Dışişleri Bakanı Mevlüt Çavuşoğlu’na, ‘İktidar politikalarının ABD ve Rusya’yı Türkiye’ye komşu yaptığını’ ifade eden Paylan, Bakan’ı Ermenistan-Azerbaycan barış görüşmelerinde ‘adil bir barışın’ sağlanması adına yapıcı bir şekilde sorumluluk almaya davet etti.
“Belli bir şeyin eşiğindeyiz” sözleriyle barış fırsatını vurgulayan Paylan, soydaşlık ve akrabalık temelli dış politika eğilimini eleştirdi. Paylan, "Sayın Bakan ben sizinle akraba mıyım? Soydaşınız değilim ama bildiğim kadarıyla sizinle akraba da değilim" diye konuştu.
'KOMŞULARIN TEHDİT OLUŞTURMA OLASILIĞI YOK'
Paylan’ın konuşmasından satırbaşları şöyle:
"Türkiye haritası burada. Bu coğrafya bizim kaderimiz. Komşularımızdan herhangi birisi Türkiye’ye tehdit oluşturur mu? Yunanistan’ın, Ermenistan’ın, Irak’ın, Suriye’nin Türkiye’ye tehdit oluşturma olasılığı var mı? Hayır, yok! Bu ülkelerin hiçbirisi bize tehdit değil. Ama uyguladığımız agresif politikalar sonucunda, “Bir gece ansızın gelebiliriz” söylemleri sonucunda veya Suriye’de uyguladığımız politikalar sonucunda ‘zücaciye dükkanına girmiş bir fil’ gibi yıktık döktük ve maalesef sorunlarımızı büyüttük.

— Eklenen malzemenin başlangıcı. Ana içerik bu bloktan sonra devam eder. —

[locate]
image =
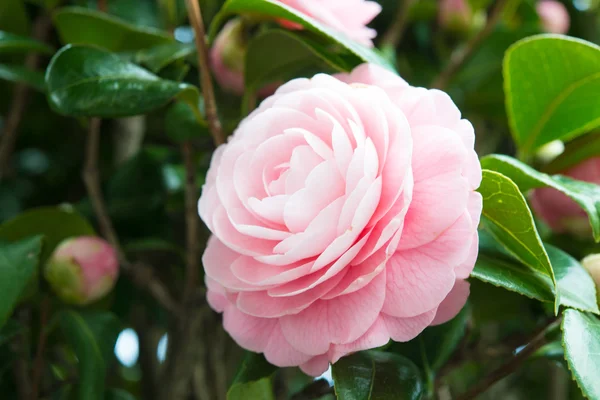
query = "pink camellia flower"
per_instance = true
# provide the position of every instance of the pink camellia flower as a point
(554, 16)
(455, 15)
(349, 17)
(558, 210)
(343, 214)
(82, 270)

'BU SAVAŞIN KAYBEDENİ TÜRKİYE OLACAK DEDİM'
Bunun sonucunda Amerika, Ege’ye daha fazla yerleşti. Ama Amerika bize tehdittir. Ülkenin kuzeyinde daha çok şu anda Rusya var. Çünkü Ukrayna savaşı sonrasında Kırım’ı da işgal etti. Güneyimize bakalım, güneyimizde komşumuz maalesef Rusya ve Amerika. Uyguladığımız Suriye politikası sonucunda Rusya ve Amerika güneyimize yerleşti. Doğumuza bakalım, Kafkaslarda zaten bir Rusya hegemonyası vardı. İki yıl önce ben o savaşa karşıydım, diplomasi ile meselenin çözülmesi gerektiğini söylüyordum. Bu savaşın kaybedeni Türkiye de olacak dedim ve maalesef haklı çıktım. Kafkaslara da daha çok Rusya yerleşti yani doğumuzda daha çok Rusya var. Önümüz, arkamız, sağımız, solumuz Amerika ve Rusya oldu Sayın Bakan. Bu politikalardan bir miktar rücu etmeye çalıştığınızı görüyorum. Ancak Sayın Bakan, özellikle Kafkaslar boyutuyla kritik bir eşikteyiz. Ege’de şu an çözüme yakın değiliz. Ege’de sağcılar ve Türkiye’de savaş tamtamları çalanlar, birbirleriyle yarışıyorlar. İki ülkede de gelecek sene seçimler var. Bu sarmaldan Yunan milliyetçileri- belki Miçotakis- ve Türkiye’deki milliyetçi düşünce avantajlı çıkabilir. Ama Yunan köylüsü ve Türk köylüsü kaybeder. Çünkü Yunanistan F-35 alıyor, biz F-16 almaya çalışıyor. Yunanistan Mirage alıyor, biz başka şey almaya çalışıyoruz. Ne oluyor? İki halk da kaybediyor.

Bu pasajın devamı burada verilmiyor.